The Kremlin shot back on Wednesday, denying Putin owns the palace.
“These are all absolutely unfounded claims,” said Putin spokesman Dmitry Peskov, the Moscow Times reported, citing Interfax. “This is pure nonsense.”
Peskov said the palace “has nothing to do with either the president or the Kremlin so we haven’t the slightest desire to be interested,” according to the report.
The video claims the palace is outfitted with a casino and an underground ice rink.
“It has impregnable fences, its own port, its own security, a church, its own permit system, a no-fly zone, and even its own border checkpoint,” Navalny says, according to BBC.
“It is a separate state within Russia. And in this state there is a single, irreplaceable tsar: Putin,” he says.
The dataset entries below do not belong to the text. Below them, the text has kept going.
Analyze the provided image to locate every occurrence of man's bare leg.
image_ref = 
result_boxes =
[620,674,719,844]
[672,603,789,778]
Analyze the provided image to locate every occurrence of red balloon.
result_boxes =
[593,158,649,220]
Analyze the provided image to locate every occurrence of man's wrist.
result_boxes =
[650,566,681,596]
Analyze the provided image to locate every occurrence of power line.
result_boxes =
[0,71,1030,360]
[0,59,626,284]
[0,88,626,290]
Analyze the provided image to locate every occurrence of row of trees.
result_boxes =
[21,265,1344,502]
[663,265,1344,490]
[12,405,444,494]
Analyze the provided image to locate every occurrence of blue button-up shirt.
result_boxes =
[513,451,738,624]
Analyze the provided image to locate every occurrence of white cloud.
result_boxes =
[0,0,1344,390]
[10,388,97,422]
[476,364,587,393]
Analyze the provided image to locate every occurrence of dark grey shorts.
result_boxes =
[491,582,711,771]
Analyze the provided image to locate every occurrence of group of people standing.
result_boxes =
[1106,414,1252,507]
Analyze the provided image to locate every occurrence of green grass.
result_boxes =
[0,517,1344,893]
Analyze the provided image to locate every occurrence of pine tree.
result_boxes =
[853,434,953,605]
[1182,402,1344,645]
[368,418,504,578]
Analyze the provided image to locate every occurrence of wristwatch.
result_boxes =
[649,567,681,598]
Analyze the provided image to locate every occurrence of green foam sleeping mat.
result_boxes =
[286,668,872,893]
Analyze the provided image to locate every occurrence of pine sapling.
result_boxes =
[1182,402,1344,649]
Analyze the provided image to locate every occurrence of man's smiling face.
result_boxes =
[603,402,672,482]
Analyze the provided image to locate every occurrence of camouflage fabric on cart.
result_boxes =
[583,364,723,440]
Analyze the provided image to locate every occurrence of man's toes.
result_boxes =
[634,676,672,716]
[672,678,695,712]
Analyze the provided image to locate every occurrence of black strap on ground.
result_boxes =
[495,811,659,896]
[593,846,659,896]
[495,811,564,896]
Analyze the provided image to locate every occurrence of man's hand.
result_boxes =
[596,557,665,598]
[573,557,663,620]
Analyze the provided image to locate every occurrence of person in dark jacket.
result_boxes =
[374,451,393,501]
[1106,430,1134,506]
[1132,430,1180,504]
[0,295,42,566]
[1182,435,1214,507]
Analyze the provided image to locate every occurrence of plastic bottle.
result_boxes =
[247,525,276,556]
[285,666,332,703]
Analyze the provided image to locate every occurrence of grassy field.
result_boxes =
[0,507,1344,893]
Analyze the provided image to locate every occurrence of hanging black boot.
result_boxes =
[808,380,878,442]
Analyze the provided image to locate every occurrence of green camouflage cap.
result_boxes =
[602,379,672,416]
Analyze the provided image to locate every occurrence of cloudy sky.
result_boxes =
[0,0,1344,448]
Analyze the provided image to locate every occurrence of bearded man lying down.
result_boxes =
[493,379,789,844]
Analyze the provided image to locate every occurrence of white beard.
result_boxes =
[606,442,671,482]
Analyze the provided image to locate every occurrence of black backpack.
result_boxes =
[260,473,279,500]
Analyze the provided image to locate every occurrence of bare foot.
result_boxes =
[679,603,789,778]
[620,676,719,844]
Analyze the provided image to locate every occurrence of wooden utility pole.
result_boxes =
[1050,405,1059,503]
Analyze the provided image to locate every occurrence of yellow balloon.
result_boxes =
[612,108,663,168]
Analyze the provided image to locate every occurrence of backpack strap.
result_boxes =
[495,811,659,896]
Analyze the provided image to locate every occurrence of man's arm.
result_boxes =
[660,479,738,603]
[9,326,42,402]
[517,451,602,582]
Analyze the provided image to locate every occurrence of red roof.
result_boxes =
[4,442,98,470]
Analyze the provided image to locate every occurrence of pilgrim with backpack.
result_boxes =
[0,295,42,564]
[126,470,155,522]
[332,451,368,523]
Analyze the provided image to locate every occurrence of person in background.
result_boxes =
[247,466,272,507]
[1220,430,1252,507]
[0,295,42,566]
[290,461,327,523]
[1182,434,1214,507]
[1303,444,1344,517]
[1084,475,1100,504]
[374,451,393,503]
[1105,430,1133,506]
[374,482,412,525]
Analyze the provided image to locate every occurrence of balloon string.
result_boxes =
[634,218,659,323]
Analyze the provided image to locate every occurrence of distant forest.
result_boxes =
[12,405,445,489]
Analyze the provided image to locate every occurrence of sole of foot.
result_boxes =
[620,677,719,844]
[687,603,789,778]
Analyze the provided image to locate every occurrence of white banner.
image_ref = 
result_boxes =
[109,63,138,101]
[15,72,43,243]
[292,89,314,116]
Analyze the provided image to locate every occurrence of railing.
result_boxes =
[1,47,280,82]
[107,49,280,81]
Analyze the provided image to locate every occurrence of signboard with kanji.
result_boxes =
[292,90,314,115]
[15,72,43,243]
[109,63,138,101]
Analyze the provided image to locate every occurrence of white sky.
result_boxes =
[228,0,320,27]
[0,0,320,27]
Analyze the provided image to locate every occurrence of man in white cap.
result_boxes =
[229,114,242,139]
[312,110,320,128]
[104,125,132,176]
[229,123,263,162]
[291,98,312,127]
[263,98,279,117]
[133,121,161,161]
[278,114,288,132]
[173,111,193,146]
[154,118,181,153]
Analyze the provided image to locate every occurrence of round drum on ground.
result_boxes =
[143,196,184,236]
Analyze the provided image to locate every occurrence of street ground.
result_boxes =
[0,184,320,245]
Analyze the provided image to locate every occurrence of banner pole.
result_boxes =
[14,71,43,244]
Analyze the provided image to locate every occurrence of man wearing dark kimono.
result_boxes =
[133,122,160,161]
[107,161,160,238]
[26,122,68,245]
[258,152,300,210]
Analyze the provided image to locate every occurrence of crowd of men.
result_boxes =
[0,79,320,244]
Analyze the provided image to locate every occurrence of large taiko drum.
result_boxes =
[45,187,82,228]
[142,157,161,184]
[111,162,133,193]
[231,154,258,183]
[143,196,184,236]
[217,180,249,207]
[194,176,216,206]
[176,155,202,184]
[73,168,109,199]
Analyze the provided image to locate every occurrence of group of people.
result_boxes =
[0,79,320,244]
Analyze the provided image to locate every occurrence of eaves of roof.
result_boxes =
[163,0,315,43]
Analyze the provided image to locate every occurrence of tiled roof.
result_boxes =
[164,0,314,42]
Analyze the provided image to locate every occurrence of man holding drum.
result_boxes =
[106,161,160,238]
Navalny was taken into custody Sunday night after flying home for the first time since he was poisoned last summer.
His detention was ordered by Moscow’s prison service in connection with alleged violations of a suspended prison sentence in an embezzlement case he insists was trumped up.
The dissident fell into a coma while on a domestic flight from Siberia to Moscow on Aug. 20. Two days later, he was transferred from a hospital in Siberia to one in Berlin.
Labs in Germany, France and Sweden, and tests by the Organization for the Prohibition of Chemical Weapons, established that he was exposed to a Soviet-era nerve agent, Novichok.